November 20, 2000 — Not a blizzard in the traditional sense, but it was still an impressive storm. Only the most benign of circumstances, a teacher’s conference had my little clan all in one place.
Funny thing was that it really didn’t start snowing until the early afternoon, but by mid-afternoon, you could tell it was going to be something. It was hard to know the expanse. We had both cars as I was working nights and my wife was working out in the burbs. Our little two car caravan got up to Goodell in no time, but as we approached Main, time stopped.
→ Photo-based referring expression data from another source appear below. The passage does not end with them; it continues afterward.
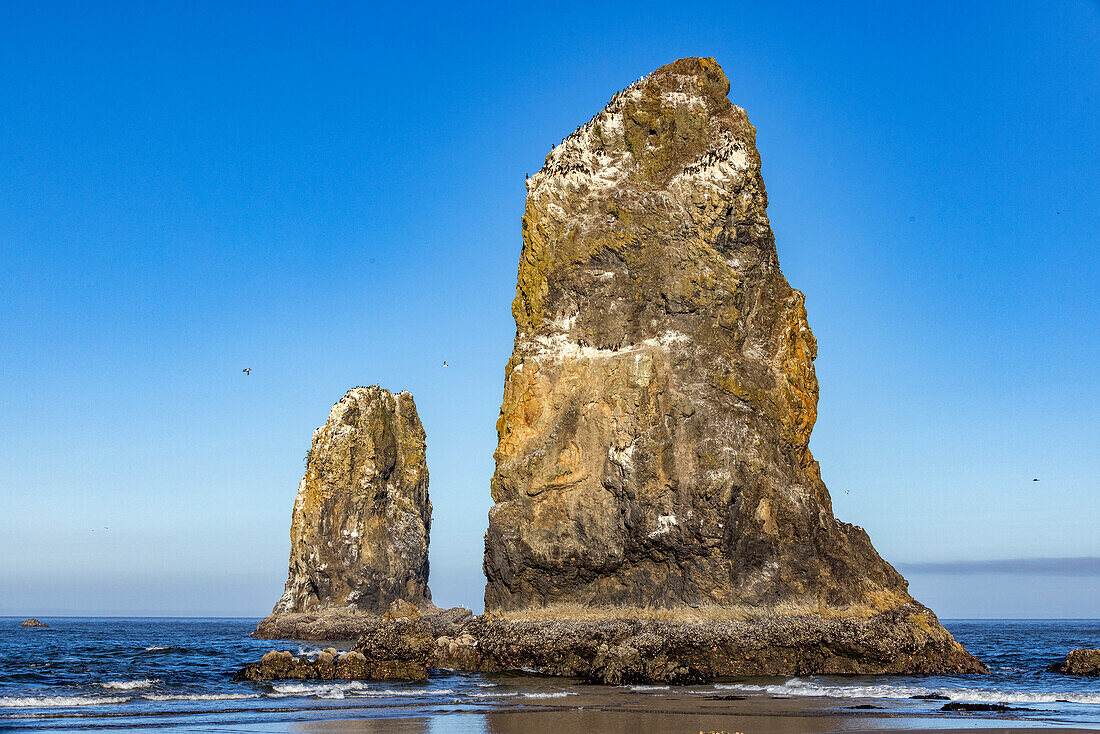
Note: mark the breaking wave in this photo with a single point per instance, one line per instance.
(52, 701)
(799, 687)
(129, 685)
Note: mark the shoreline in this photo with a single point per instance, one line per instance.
(618, 710)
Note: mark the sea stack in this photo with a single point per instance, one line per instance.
(653, 437)
(359, 533)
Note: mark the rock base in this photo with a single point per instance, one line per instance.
(906, 641)
(336, 625)
(1080, 661)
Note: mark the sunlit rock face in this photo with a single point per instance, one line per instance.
(653, 435)
(359, 534)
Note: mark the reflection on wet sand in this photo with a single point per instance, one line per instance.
(623, 713)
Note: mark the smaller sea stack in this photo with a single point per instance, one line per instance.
(359, 533)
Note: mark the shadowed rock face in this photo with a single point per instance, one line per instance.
(359, 535)
(653, 435)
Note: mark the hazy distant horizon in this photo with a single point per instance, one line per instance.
(332, 196)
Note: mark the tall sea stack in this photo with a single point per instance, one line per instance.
(653, 436)
(359, 534)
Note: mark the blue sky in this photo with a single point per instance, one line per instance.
(330, 195)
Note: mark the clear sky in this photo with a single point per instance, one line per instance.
(330, 195)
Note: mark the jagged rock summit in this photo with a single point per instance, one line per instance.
(653, 436)
(359, 533)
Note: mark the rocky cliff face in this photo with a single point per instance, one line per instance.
(359, 535)
(653, 436)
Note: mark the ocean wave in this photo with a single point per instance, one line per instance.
(354, 688)
(129, 685)
(54, 701)
(200, 697)
(312, 652)
(799, 687)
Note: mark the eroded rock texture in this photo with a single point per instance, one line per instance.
(359, 535)
(653, 435)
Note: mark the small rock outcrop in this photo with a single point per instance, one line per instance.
(359, 533)
(1080, 661)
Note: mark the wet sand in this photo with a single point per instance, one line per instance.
(640, 714)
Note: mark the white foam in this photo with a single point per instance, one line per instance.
(353, 688)
(556, 694)
(799, 687)
(52, 701)
(200, 697)
(129, 685)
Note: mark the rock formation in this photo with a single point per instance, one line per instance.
(1080, 661)
(658, 513)
(653, 436)
(359, 534)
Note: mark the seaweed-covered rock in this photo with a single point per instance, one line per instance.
(359, 534)
(1080, 661)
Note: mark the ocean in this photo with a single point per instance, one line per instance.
(132, 674)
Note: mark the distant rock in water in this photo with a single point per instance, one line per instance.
(359, 534)
(1080, 661)
(653, 435)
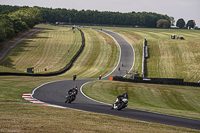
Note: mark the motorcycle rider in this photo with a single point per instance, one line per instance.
(120, 98)
(71, 91)
(75, 89)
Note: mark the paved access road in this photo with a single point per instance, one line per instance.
(54, 93)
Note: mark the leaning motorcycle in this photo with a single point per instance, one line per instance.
(70, 97)
(118, 105)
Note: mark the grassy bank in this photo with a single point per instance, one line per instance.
(174, 100)
(52, 48)
(99, 57)
(17, 117)
(168, 58)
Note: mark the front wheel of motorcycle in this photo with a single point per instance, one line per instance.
(121, 106)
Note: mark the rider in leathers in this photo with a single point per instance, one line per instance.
(75, 89)
(121, 97)
(71, 91)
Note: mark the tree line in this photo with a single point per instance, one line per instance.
(14, 19)
(143, 19)
(12, 23)
(181, 23)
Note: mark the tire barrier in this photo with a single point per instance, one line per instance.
(166, 81)
(63, 70)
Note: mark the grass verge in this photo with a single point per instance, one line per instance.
(16, 117)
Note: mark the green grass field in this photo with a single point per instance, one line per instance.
(174, 100)
(168, 58)
(94, 60)
(47, 49)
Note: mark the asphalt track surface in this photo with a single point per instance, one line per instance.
(54, 93)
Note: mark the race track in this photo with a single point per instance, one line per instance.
(54, 93)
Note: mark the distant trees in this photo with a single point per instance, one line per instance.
(190, 24)
(163, 23)
(17, 21)
(180, 23)
(143, 19)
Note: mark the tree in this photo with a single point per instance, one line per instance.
(180, 23)
(190, 24)
(163, 23)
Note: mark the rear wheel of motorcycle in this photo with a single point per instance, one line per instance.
(121, 106)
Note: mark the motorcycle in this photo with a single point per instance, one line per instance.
(70, 97)
(120, 104)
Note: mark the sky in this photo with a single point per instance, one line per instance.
(186, 9)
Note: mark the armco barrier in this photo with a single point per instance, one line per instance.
(67, 67)
(166, 81)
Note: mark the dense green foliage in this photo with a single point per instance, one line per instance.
(163, 23)
(180, 23)
(190, 24)
(18, 21)
(143, 19)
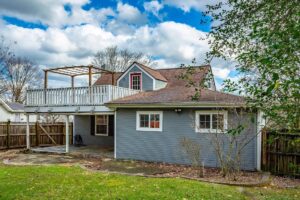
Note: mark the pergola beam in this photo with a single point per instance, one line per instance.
(74, 71)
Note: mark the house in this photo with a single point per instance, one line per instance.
(14, 112)
(144, 113)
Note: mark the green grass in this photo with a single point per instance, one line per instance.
(60, 182)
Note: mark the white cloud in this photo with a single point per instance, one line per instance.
(130, 14)
(178, 43)
(187, 5)
(53, 13)
(221, 72)
(67, 42)
(153, 7)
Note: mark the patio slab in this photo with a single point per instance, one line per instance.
(82, 151)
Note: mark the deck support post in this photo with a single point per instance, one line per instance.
(73, 92)
(27, 132)
(67, 134)
(261, 122)
(90, 76)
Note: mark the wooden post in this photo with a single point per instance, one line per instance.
(8, 134)
(113, 78)
(73, 92)
(67, 134)
(37, 135)
(27, 132)
(45, 86)
(90, 76)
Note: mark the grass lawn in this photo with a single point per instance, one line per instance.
(61, 182)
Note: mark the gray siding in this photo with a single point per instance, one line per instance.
(147, 81)
(82, 126)
(164, 146)
(160, 84)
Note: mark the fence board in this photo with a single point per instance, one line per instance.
(281, 153)
(13, 135)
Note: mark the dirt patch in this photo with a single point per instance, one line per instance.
(285, 182)
(15, 157)
(245, 178)
(9, 154)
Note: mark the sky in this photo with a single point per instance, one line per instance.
(56, 33)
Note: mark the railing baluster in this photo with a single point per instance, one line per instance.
(95, 95)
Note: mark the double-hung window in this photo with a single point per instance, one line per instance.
(136, 81)
(211, 121)
(149, 120)
(101, 125)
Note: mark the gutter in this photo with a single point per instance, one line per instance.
(171, 105)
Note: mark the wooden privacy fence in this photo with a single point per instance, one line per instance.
(281, 152)
(13, 135)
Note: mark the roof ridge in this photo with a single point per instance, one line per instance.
(183, 67)
(151, 71)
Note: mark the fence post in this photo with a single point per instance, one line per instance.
(37, 135)
(8, 134)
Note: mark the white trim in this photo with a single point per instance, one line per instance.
(67, 134)
(2, 102)
(107, 130)
(260, 124)
(138, 113)
(172, 105)
(210, 112)
(128, 70)
(141, 81)
(115, 135)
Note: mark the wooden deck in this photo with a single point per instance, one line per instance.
(78, 96)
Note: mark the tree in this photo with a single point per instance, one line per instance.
(263, 38)
(18, 74)
(114, 59)
(6, 54)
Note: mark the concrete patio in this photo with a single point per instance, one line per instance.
(82, 151)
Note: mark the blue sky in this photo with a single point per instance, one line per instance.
(70, 32)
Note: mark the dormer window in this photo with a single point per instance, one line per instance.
(136, 81)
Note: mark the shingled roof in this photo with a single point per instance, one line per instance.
(176, 92)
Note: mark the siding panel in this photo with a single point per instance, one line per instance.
(82, 126)
(164, 146)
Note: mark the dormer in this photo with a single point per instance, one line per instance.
(141, 77)
(210, 80)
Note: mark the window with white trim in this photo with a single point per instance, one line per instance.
(101, 125)
(211, 121)
(135, 81)
(149, 120)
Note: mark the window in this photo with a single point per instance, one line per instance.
(211, 121)
(135, 81)
(149, 121)
(101, 125)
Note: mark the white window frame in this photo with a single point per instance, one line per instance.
(138, 113)
(210, 112)
(141, 79)
(107, 130)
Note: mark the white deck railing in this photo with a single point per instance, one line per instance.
(95, 95)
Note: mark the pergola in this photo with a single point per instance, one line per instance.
(73, 71)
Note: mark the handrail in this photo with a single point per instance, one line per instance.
(94, 95)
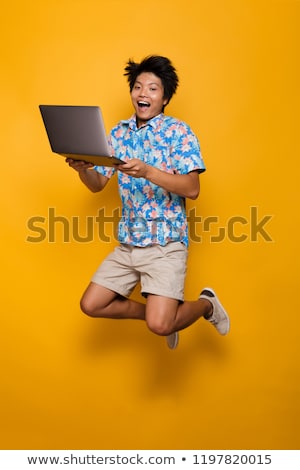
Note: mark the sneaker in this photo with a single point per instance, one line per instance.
(219, 318)
(172, 340)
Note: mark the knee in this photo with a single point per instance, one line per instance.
(87, 307)
(161, 327)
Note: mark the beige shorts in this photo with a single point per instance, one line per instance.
(161, 270)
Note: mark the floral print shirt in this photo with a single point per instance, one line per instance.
(150, 214)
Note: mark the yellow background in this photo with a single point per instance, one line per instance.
(71, 382)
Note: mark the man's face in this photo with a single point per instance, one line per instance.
(147, 97)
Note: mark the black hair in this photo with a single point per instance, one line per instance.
(160, 66)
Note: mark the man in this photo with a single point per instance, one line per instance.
(162, 166)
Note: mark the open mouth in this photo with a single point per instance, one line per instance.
(143, 104)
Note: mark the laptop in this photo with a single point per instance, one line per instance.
(78, 132)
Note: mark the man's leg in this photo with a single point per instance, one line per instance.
(98, 301)
(165, 316)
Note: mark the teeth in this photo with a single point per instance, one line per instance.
(143, 103)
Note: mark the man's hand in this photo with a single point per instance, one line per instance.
(78, 165)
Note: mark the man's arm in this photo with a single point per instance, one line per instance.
(187, 186)
(93, 180)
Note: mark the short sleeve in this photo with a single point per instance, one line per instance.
(105, 170)
(186, 153)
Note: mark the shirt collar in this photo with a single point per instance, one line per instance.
(154, 122)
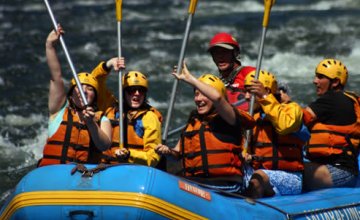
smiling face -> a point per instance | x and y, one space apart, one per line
135 96
322 84
203 104
89 93
223 58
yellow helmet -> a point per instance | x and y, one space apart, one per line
333 69
135 78
88 79
266 78
214 82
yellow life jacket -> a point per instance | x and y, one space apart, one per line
208 150
70 143
327 140
273 151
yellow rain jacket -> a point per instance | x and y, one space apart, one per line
276 144
105 98
142 135
285 118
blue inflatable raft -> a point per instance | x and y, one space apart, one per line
139 192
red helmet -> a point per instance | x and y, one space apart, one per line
224 40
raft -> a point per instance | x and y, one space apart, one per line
129 191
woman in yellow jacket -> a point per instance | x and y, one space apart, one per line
334 122
77 133
276 142
210 145
141 121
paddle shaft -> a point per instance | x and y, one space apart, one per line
121 95
268 4
78 84
179 68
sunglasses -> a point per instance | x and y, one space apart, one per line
133 89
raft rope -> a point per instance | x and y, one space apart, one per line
89 173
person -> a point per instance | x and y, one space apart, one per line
225 52
77 133
275 147
142 124
210 144
334 121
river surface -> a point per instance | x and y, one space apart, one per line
300 34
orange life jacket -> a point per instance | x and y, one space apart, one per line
327 140
132 140
70 143
273 151
208 152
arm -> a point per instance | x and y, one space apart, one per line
309 116
57 95
151 138
105 97
223 107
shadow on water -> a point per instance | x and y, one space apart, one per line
11 176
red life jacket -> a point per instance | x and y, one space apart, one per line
70 143
273 151
209 152
235 87
327 140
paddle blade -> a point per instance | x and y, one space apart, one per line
192 6
268 4
118 10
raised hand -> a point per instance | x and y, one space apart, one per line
54 36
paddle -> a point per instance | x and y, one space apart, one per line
78 84
191 11
268 4
118 19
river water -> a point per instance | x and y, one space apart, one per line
300 34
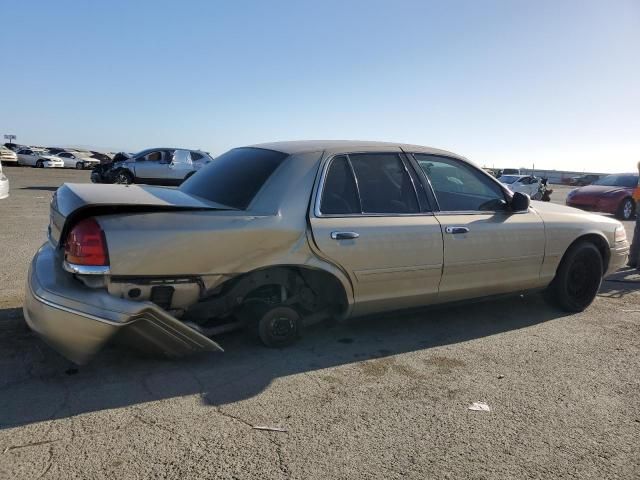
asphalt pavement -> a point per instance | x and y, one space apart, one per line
383 397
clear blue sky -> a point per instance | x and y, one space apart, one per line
508 83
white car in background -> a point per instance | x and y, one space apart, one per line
522 183
38 158
8 156
4 184
78 160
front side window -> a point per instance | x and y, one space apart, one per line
153 156
459 187
234 178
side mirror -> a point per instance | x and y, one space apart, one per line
520 202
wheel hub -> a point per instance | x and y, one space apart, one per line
282 326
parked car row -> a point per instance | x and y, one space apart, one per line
158 166
277 236
51 157
4 184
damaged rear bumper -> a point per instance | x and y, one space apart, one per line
78 321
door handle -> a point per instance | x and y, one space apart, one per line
456 230
344 235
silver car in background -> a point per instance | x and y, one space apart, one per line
8 156
155 166
4 184
78 160
33 157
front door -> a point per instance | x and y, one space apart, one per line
372 219
487 248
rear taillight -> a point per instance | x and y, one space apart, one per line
86 244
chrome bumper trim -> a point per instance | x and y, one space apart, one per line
86 269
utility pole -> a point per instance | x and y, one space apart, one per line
10 137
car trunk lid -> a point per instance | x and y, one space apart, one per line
71 202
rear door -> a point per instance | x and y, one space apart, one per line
371 217
488 249
180 166
153 166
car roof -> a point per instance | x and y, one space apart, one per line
334 146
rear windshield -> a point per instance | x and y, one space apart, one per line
628 181
234 178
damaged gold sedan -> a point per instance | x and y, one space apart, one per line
276 236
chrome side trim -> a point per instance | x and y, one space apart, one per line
75 312
86 269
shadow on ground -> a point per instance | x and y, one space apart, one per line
37 384
621 284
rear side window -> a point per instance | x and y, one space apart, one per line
235 177
384 184
339 195
460 187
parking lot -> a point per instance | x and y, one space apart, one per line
383 397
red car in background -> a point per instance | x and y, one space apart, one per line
611 194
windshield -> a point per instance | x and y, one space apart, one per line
235 177
628 181
508 179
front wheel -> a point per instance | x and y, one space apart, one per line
626 209
578 278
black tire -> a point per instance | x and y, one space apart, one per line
627 209
123 177
578 278
276 326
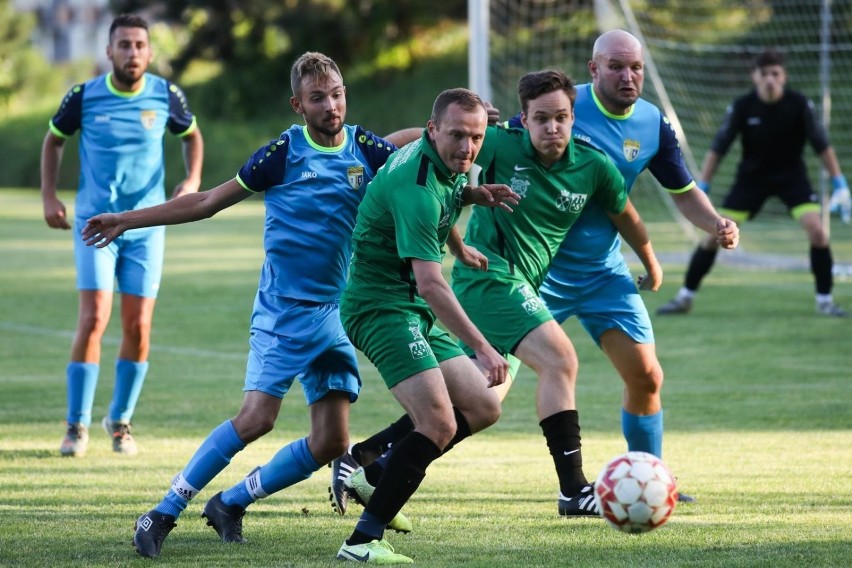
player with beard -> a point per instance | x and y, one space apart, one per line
122 117
313 178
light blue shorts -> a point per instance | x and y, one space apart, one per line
135 260
293 339
601 301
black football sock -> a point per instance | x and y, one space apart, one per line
562 432
368 450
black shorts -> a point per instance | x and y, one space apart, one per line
749 193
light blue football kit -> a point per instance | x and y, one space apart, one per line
312 195
121 168
589 277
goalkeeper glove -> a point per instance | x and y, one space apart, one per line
841 201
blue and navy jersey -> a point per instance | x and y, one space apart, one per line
643 138
312 195
121 140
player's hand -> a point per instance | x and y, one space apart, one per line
102 229
494 365
494 195
652 279
471 257
54 214
841 201
493 113
727 233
After turning on to Virginia St, we crept up the road and after a while progress wasn’t happening. I thought I should call work, but cell phones were quite the sidearm they are today. Didn’t have one. I’d find out later that they basically closed anyway. Somehow, we found actually parking spaces just before Elmwood Ave. and headed to the Virginia Street Fire Station where the good folk there offered shelter to wait things out.
After the Buffalo Firemen sprung for pizza for the kids and an hour or so later, the snow stopped and we walked home from there. I think that was the most surreal part of this particular storm. The businesses that dot Elmwood Ave. from Virginia up to Utica and probably beyond were open for business. The street from Virginia to almost Utica was three deep in abandoned cars, a sea of out-of-place quiet. My daughters were then 8 and 5 and thought this trek up through the snow, down the middle of the not-so-busy street was hysterical, laughing like they getting away with something.
I was mostly glad for a teacher’s conference, else it might have taken time to find where the girls wound up and their mom might not have made it home that night.
Walking back down to get the cars the next day was no big deal by comparison.